SimToken: A Simple Baseline for Referring Audio-Visual Segmentation
This work addresses the challenge of cross-modal reasoning and fine-grained object localization in referring audio-visual segmentation, representing an incremental improvement over existing methods.
The paper tackles the problem of segmenting objects in videos based on natural language expressions involving audio, vision, and text, proposing SimToken, which integrates a multimodal large language model with the Segment Anything Model to achieve superior performance on the Ref-AVS benchmark.

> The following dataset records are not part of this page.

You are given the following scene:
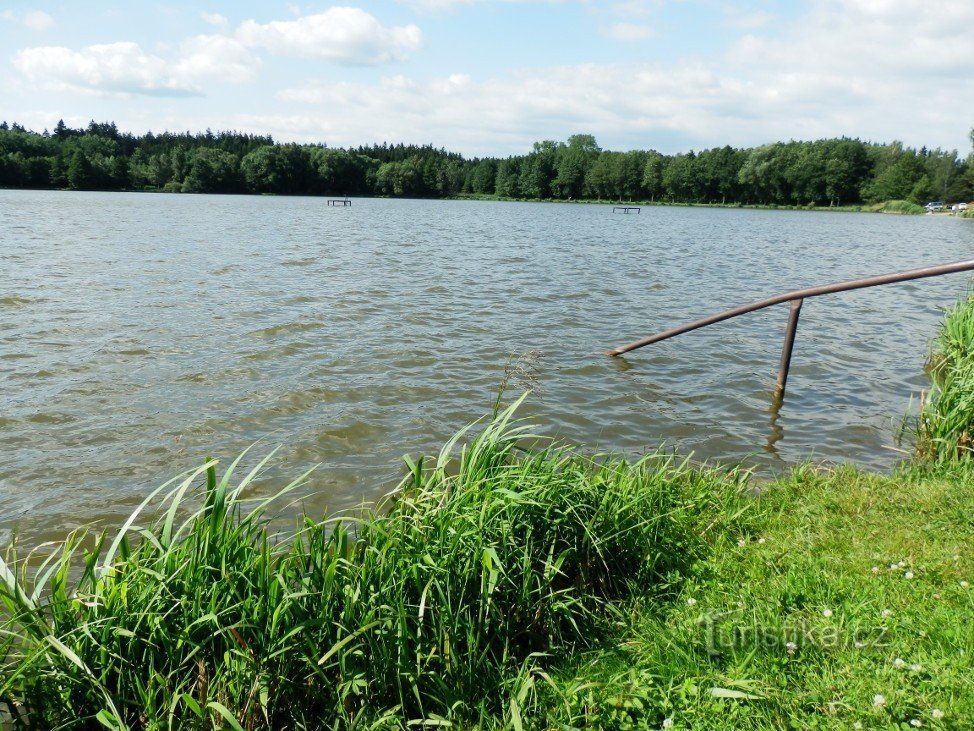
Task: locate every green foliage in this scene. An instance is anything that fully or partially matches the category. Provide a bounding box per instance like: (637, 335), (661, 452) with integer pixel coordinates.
(869, 201), (927, 216)
(0, 122), (974, 206)
(914, 297), (974, 464)
(0, 407), (741, 729)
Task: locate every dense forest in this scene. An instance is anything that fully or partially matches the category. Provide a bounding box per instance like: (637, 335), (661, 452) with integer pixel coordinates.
(0, 121), (974, 206)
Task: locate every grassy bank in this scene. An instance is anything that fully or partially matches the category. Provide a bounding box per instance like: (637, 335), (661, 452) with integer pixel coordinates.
(0, 301), (974, 730)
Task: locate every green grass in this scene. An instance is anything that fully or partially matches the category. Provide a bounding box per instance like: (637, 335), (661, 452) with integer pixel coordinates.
(0, 400), (756, 729)
(912, 297), (974, 463)
(0, 299), (974, 731)
(546, 467), (974, 731)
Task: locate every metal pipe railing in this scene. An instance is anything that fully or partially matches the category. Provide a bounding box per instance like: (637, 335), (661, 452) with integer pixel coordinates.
(606, 259), (974, 400)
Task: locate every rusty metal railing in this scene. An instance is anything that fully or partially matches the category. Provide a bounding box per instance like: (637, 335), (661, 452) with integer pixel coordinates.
(606, 259), (974, 402)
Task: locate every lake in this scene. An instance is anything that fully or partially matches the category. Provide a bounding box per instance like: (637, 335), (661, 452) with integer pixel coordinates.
(0, 191), (974, 543)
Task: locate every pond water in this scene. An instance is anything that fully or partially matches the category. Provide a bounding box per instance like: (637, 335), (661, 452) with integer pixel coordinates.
(0, 191), (974, 543)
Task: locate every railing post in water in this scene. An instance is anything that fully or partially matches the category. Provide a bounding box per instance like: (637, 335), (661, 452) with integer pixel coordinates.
(774, 299), (805, 403)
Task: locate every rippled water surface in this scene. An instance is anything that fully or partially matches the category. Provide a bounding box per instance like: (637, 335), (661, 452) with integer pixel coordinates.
(0, 191), (974, 542)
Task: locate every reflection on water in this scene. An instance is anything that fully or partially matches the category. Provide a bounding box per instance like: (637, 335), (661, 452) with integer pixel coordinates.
(0, 191), (974, 540)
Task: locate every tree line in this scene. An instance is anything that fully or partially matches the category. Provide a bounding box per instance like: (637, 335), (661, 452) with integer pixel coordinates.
(0, 121), (974, 206)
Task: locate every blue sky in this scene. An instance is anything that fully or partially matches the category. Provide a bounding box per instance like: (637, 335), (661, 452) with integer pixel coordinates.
(0, 0), (974, 155)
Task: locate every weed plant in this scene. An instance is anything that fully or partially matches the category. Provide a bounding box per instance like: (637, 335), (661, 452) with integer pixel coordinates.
(0, 404), (745, 729)
(915, 297), (974, 465)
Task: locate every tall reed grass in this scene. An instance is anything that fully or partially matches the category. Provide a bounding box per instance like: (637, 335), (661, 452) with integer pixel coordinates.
(916, 296), (974, 464)
(0, 404), (747, 730)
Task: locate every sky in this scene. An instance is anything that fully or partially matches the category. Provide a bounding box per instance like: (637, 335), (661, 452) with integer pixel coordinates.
(0, 0), (974, 156)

Referring Audio-Visual Segmentation (Ref-AVS) aims to segment specific objects in videos based on natural language expressions involving audio, vision, and text information. This task poses significant challenges in cross-modal reasoning and fine-grained object localization. In this paper, we propose a simple framework, SimToken, that integrates a multimodal large language model (MLLM) with the Segment Anything Model (SAM). The MLLM is guided to generate a special semantic token representing the referred object. This compact token, enriched with contextual information from all modalities, acts as a prompt to guide SAM to segment objectsacross video frames. To further improve semantic learning, we introduce a novel target-consistent semantic alignment loss that aligns token embeddings from different expressions but referring to the same object. Experiments on the Ref-AVS benchmark demonstrate that our approach achieves superior performance compared to existing methods.